Representative bright-field photomicrographs of developing zebra finch brains. Coronal sections demonstrate that the general expression patterns observed in adult brains for FoxP1 (right) and FoxP2 (left) mRNA are evident in younger animals. A, Bright-field images of sections through the head of d1 birds exhibit substantial FoxP1 expression in pallial regions and in the striatum. FoxP2 expression overlaps with that of FoxP1 in the striatum. Sections on the right were hybridized with the corresponding sense probes. B, C, F, In d35 male birds, characteristic expression patterns of FoxP1 and FoxP2 are already evident, including enhanced expression of FoxP1 in the song nucleus, area X (B), and HVC (F). D, E, G, Images from d35 females reveal the sexually dimorphic expression of FoxP1, whereas FoxP2 lacks such dimorphism.
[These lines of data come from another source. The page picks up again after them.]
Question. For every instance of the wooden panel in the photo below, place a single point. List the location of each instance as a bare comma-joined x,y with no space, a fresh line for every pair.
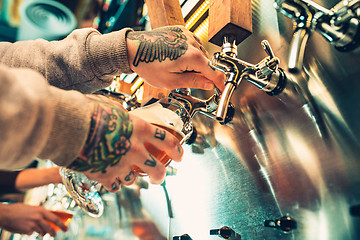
229,17
162,13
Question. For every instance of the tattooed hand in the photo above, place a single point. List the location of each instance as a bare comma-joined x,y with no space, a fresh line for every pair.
116,143
172,57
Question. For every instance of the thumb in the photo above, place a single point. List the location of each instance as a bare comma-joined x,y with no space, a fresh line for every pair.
195,80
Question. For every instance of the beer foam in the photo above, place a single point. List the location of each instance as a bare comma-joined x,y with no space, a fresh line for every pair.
157,114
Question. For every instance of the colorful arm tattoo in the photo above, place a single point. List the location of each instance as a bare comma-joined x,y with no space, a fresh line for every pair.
159,44
108,139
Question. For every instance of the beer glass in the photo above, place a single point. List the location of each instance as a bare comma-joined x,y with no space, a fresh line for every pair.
83,191
167,113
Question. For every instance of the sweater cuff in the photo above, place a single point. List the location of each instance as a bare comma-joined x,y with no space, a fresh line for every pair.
70,127
108,54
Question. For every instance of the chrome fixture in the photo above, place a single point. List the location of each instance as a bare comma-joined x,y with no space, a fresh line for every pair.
266,75
339,26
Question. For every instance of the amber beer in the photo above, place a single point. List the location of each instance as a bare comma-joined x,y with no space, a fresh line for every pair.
157,153
65,217
164,118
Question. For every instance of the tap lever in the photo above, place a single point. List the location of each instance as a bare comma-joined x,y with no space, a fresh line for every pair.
226,233
265,44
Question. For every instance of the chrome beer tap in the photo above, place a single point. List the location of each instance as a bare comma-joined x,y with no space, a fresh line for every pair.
339,26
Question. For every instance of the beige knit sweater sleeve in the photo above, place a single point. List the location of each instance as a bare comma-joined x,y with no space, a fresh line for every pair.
43,112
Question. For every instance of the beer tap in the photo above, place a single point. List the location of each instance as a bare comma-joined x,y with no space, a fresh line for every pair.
340,26
266,75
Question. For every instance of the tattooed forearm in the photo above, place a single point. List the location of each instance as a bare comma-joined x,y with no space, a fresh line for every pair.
150,162
159,45
108,139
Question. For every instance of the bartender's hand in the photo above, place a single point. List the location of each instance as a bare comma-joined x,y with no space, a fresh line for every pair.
116,142
27,219
172,57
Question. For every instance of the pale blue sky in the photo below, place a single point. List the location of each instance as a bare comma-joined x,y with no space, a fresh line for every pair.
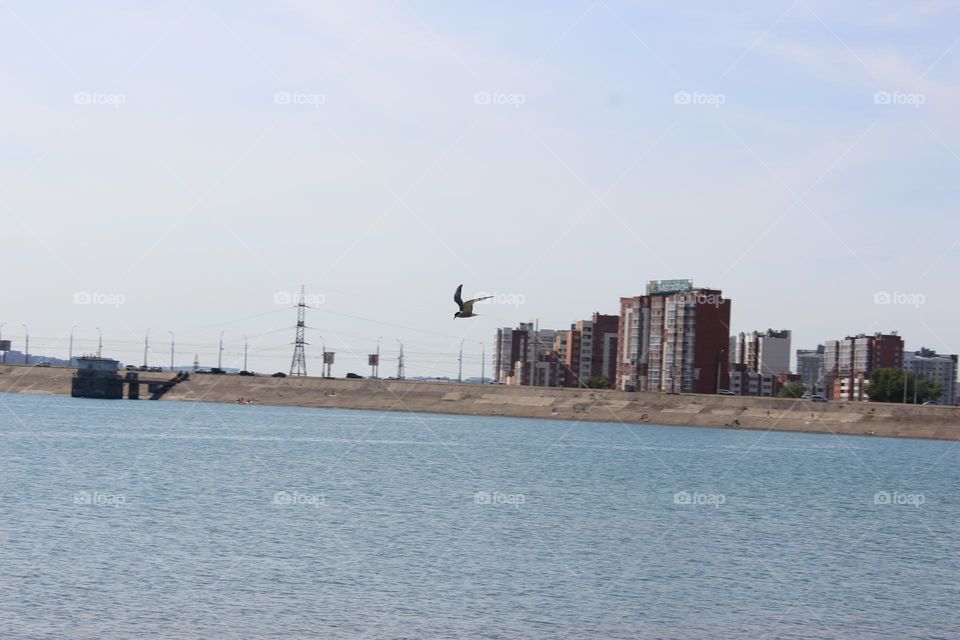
388,184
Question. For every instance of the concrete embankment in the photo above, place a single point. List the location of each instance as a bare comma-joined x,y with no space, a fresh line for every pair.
526,402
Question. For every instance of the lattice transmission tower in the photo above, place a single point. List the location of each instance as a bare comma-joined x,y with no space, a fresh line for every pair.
298,366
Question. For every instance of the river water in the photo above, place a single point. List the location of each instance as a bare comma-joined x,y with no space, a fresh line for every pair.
124,519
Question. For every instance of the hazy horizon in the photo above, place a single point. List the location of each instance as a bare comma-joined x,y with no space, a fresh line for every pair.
186,167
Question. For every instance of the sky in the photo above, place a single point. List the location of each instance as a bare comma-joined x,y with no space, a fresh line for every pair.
186,166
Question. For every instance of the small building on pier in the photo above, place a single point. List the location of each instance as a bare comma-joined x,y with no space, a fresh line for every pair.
97,378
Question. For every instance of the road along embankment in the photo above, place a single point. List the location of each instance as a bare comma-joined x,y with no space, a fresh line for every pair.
854,418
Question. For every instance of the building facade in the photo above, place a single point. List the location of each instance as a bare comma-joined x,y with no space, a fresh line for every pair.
810,369
848,363
676,338
526,356
935,367
766,352
588,350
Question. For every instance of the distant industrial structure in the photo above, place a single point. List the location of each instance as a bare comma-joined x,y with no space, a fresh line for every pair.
98,377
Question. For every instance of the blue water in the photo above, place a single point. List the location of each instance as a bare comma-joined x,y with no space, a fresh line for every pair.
124,519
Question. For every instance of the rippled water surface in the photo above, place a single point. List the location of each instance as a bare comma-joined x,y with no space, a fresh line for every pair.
124,519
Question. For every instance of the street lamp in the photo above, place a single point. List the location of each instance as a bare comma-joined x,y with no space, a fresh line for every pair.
483,363
401,374
323,358
70,355
146,346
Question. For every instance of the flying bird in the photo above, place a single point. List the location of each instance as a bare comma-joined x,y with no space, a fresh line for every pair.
466,308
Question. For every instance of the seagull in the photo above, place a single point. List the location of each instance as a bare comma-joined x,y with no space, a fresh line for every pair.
466,308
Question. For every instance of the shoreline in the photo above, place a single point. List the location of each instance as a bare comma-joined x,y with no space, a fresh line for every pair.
548,403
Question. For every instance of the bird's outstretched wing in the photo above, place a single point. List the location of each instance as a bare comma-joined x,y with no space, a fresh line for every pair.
468,305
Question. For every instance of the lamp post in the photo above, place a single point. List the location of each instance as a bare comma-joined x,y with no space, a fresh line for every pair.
146,346
483,363
323,358
400,372
70,353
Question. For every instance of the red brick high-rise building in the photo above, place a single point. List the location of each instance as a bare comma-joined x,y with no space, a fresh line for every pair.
674,339
847,363
589,350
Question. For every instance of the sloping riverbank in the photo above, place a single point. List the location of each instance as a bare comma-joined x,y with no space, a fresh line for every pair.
531,402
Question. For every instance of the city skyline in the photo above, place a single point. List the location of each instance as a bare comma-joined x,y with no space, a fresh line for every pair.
795,155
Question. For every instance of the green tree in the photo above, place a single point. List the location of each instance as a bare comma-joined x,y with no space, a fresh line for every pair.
887,385
603,382
794,389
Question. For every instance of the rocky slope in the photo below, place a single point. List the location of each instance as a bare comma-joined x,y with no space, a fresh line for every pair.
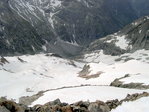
60,26
58,106
133,37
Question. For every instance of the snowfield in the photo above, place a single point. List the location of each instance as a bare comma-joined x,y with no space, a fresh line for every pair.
27,75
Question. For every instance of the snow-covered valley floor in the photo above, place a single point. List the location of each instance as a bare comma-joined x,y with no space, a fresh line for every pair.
27,75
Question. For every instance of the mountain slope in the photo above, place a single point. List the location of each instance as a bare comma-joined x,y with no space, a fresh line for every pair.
131,38
60,25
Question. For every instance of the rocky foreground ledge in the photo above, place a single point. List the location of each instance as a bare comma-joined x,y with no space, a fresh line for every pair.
57,106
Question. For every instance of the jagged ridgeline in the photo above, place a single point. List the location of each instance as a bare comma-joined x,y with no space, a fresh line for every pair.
62,26
133,37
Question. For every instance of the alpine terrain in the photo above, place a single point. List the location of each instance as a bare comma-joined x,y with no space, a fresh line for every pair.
74,56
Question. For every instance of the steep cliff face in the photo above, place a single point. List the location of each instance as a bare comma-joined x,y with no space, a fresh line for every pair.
60,26
16,34
133,37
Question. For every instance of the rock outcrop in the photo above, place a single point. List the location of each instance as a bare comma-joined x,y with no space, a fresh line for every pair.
58,106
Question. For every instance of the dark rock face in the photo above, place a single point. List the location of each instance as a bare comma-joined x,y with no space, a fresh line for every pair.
134,35
31,26
57,106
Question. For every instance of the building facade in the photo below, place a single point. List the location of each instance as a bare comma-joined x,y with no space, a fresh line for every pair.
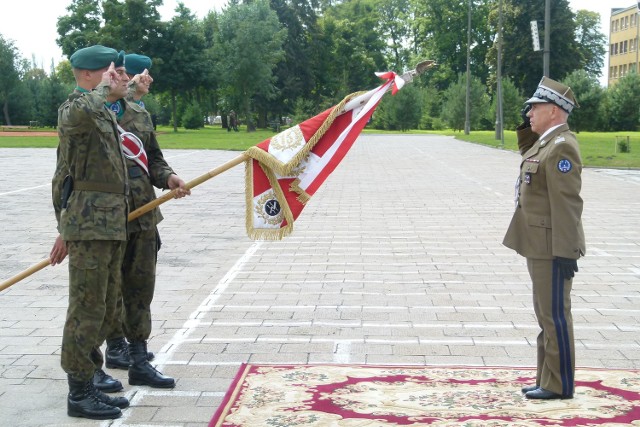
623,42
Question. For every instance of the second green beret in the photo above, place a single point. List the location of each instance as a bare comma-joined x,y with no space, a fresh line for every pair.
96,57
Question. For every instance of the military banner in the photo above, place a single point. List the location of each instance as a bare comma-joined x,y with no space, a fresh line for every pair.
284,171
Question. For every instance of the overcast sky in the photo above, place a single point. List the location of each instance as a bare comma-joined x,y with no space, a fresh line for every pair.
34,34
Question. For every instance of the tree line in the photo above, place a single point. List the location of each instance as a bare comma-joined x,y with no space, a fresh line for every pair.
269,59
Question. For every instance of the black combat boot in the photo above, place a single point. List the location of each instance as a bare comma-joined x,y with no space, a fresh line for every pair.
82,401
105,382
119,401
117,354
140,370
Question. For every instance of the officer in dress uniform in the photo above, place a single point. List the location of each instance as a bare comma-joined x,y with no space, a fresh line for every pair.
91,209
139,268
546,228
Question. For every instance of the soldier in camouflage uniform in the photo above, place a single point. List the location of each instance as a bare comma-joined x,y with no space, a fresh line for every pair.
546,229
139,268
92,221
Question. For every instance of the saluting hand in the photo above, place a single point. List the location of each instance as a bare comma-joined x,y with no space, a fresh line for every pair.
110,77
59,251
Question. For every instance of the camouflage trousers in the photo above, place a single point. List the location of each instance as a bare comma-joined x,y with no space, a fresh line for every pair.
94,276
133,312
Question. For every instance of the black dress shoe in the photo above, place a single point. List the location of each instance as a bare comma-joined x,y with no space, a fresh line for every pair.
543,394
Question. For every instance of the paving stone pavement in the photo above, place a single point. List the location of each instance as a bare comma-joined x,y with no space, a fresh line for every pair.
396,260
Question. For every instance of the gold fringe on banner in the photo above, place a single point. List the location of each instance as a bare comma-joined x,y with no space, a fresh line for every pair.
272,166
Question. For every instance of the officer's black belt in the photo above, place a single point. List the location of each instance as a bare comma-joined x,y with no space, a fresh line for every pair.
135,171
102,187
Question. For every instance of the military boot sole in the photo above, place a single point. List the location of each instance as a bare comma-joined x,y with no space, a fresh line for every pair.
102,415
116,364
141,381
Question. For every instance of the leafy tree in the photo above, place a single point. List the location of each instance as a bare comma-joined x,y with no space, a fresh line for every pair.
64,73
454,107
296,73
440,31
590,41
131,25
179,66
402,111
81,27
193,117
248,47
393,26
624,98
520,62
10,75
589,95
355,48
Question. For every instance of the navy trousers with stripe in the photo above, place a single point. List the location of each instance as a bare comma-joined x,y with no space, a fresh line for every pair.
552,305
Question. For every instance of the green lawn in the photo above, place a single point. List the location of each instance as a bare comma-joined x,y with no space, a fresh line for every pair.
599,149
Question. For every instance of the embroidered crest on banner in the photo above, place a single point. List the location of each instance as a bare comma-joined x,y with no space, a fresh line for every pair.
564,166
268,208
290,139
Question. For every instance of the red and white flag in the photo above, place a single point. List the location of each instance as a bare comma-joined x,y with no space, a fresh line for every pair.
284,171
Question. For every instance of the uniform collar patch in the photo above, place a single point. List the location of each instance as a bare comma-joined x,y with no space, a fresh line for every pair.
564,166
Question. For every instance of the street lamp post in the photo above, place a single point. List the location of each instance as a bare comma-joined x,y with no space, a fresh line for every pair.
467,122
547,37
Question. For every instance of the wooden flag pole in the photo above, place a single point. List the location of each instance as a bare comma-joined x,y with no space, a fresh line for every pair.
359,100
197,181
135,214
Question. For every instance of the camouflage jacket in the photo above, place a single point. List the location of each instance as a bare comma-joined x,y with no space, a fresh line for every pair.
89,151
138,121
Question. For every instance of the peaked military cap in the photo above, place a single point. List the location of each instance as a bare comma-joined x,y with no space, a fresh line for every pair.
96,57
136,63
556,93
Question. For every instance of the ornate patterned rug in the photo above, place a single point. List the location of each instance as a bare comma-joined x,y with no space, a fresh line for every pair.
371,396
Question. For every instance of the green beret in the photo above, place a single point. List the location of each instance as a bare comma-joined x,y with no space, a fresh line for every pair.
136,64
96,57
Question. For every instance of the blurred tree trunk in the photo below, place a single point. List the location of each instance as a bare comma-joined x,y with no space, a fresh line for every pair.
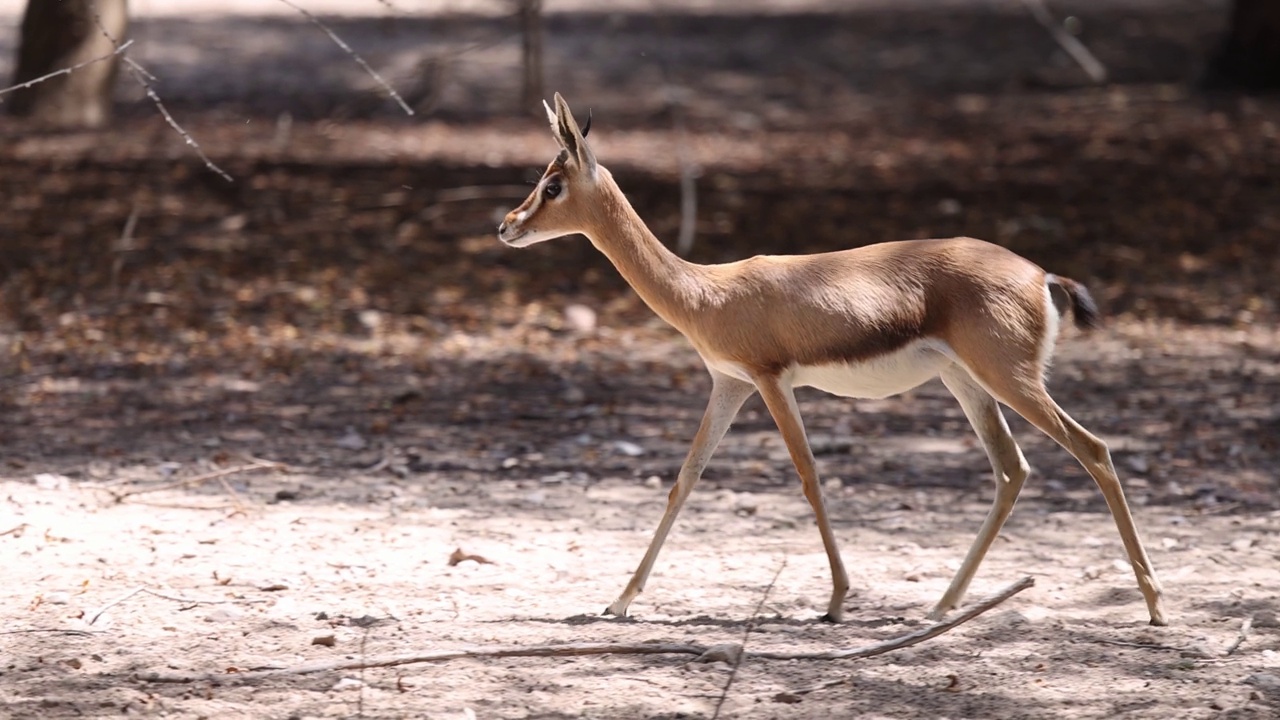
531,28
1249,55
60,33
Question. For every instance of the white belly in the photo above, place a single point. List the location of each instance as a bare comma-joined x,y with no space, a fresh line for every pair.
880,377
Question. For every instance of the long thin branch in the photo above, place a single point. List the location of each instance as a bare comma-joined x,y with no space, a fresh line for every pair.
912,638
355,57
576,650
202,478
68,71
746,636
140,74
114,602
145,78
1093,67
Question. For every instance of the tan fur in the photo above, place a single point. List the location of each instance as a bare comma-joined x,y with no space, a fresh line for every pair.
987,309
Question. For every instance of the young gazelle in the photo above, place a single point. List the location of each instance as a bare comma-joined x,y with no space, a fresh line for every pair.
868,322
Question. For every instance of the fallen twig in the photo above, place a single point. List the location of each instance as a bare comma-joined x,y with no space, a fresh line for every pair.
576,650
912,638
114,602
202,478
746,634
144,589
199,601
56,630
1092,67
1239,639
68,71
1141,646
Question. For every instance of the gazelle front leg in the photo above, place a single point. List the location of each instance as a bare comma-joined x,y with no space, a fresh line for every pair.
781,402
727,397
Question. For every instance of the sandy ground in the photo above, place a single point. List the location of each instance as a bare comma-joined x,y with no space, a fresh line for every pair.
328,550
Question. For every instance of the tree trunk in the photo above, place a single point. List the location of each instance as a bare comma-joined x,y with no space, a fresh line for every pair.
531,31
1249,55
60,33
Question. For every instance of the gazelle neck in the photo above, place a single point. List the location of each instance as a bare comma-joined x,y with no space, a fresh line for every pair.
671,286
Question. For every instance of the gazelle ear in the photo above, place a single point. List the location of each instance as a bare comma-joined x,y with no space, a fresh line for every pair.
571,136
551,118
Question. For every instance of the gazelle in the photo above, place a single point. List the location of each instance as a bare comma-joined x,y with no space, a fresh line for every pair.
868,322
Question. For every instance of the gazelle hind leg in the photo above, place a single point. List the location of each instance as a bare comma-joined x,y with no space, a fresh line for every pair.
1032,401
727,397
1006,461
781,401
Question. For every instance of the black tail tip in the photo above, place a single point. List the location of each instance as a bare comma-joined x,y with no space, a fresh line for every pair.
1070,295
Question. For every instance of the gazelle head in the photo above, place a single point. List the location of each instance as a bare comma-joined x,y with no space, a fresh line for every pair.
554,206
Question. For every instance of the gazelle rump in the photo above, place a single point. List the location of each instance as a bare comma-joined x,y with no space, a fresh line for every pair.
868,322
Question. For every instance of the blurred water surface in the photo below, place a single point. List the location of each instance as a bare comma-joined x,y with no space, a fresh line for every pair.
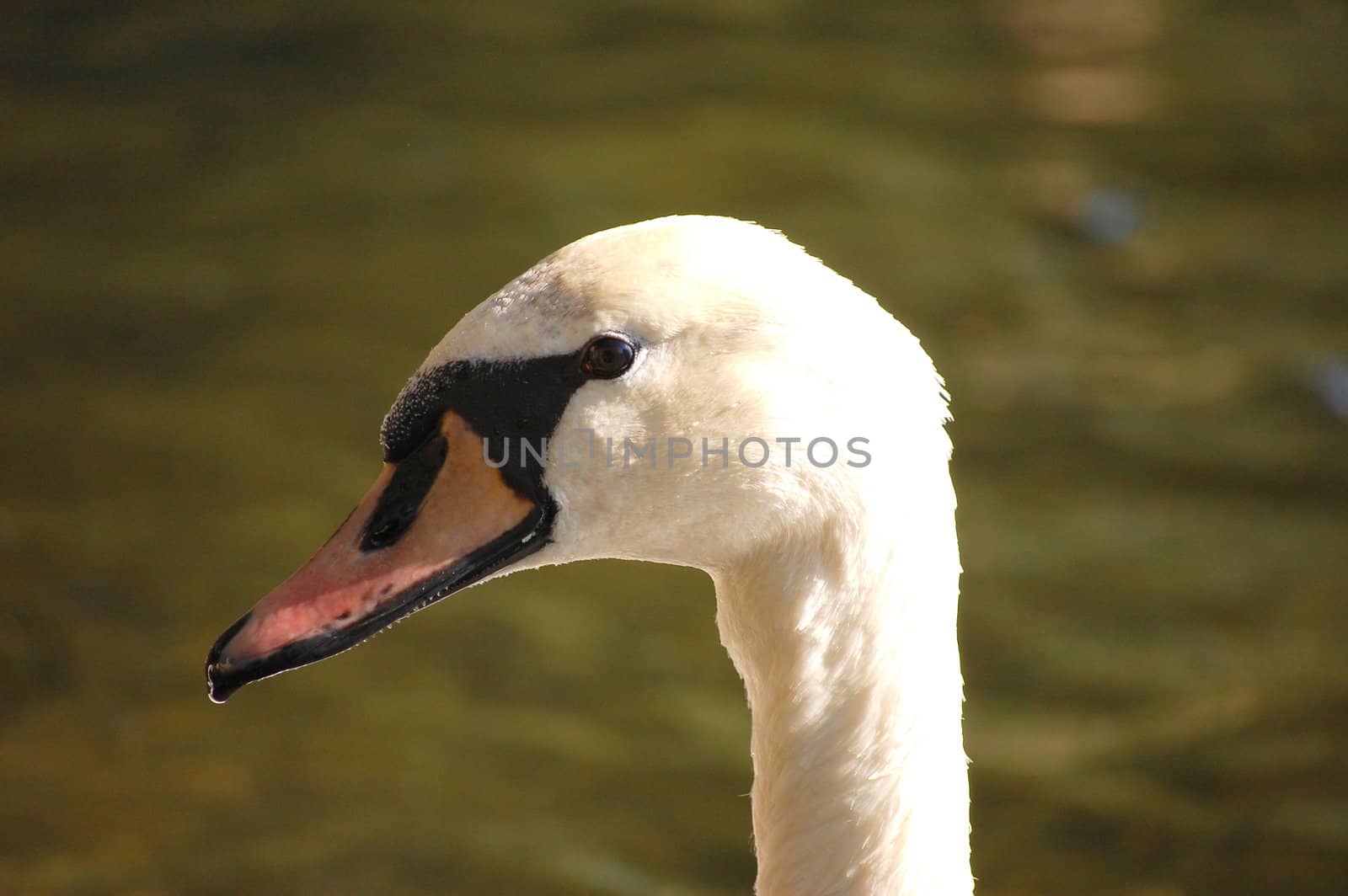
231,232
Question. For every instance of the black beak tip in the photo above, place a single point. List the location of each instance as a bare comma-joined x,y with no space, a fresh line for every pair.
222,680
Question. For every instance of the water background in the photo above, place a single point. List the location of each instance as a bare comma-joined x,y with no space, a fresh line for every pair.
231,231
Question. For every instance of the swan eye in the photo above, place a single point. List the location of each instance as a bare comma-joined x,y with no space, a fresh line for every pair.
606,357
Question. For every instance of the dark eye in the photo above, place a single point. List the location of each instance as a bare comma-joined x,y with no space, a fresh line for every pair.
607,357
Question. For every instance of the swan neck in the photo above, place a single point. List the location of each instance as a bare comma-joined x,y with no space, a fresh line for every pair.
847,646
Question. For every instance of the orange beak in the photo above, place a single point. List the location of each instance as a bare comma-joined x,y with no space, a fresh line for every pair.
435,523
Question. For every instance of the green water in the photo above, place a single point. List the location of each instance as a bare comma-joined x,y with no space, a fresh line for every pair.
231,231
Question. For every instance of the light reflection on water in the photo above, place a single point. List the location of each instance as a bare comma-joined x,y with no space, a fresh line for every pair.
233,232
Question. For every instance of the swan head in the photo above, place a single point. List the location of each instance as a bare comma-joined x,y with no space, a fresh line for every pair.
682,390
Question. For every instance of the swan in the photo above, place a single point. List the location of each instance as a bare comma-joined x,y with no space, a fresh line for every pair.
669,391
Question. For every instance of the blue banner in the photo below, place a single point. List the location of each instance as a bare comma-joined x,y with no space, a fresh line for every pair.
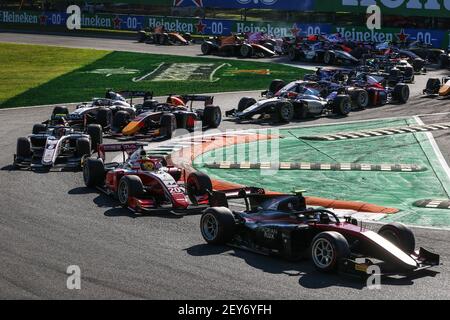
299,5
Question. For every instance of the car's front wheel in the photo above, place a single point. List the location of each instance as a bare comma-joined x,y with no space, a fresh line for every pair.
217,225
129,186
327,249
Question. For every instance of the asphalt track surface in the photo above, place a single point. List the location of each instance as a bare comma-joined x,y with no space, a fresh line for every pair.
50,221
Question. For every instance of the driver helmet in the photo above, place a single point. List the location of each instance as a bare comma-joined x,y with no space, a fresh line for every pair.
148,164
59,132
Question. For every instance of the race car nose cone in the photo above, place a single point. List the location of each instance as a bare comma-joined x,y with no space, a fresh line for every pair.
132,128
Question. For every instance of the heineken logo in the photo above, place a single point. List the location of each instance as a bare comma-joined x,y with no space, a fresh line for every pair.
429,5
13,17
183,72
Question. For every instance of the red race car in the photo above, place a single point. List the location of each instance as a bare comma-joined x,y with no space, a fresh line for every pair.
144,183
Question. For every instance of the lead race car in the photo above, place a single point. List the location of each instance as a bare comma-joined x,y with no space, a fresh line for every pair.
101,110
158,120
55,144
144,183
296,100
282,225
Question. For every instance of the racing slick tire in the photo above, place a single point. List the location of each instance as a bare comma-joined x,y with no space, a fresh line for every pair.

Note the lack of enhanced expression of FoxP1 in the striatum, where area X exists in males (compare B, D, right). The smaller female RA expresses FoxP1 (G) (see Fig. 5B for a comparison to adult male RA).

Figure 7.

Representative bright-field photomicrographs of a series of coronal sections show regions of FOXP1 and FOXP2 mRNA expression in brains from 19 week (A, E) and 22 week (B–D) fetuses. Schematic figures based on Nissl-stained sections correspond to the adjacent photomicrographs on the right and highlight areas in which the FOXP genes are expressed. A–D, Side-by-side comparisons of FOXP1 (left) and FOXP2 (right) reveal nucleus caudatus and putamen with overlapping expressions of the two genes. B–D, FOXP2 is expressed in thalamic structures of the somatic motor system. E, Sense probes for FOXP1 and FOXP2 present no significant signals. Scale bar: A–F, 5 mm. Magnification of the boxed areas in C shows FOXP1 expression in the outer layers of the cortex and FOXP2 expression in the deeper cortical layers.

Figure 8.

Dark-field images from emulsion autoradiography (right) alongside corresponding bright-field images of Nissl-stained sections (left). A, FOXP1 shows expression in the cortical plate ranging from layers II/III and deeper. FOXP2 shows pronounced expression in layer VI and the subplate and the intermediate zone. B, FOXP2 has expression in the GPi, where silver grains are absent for FOXP1 expression. FOXP2 also shows stronger expression in VL than FOXP1. Scale bars: A, 0.5 mm. B, 1 mm.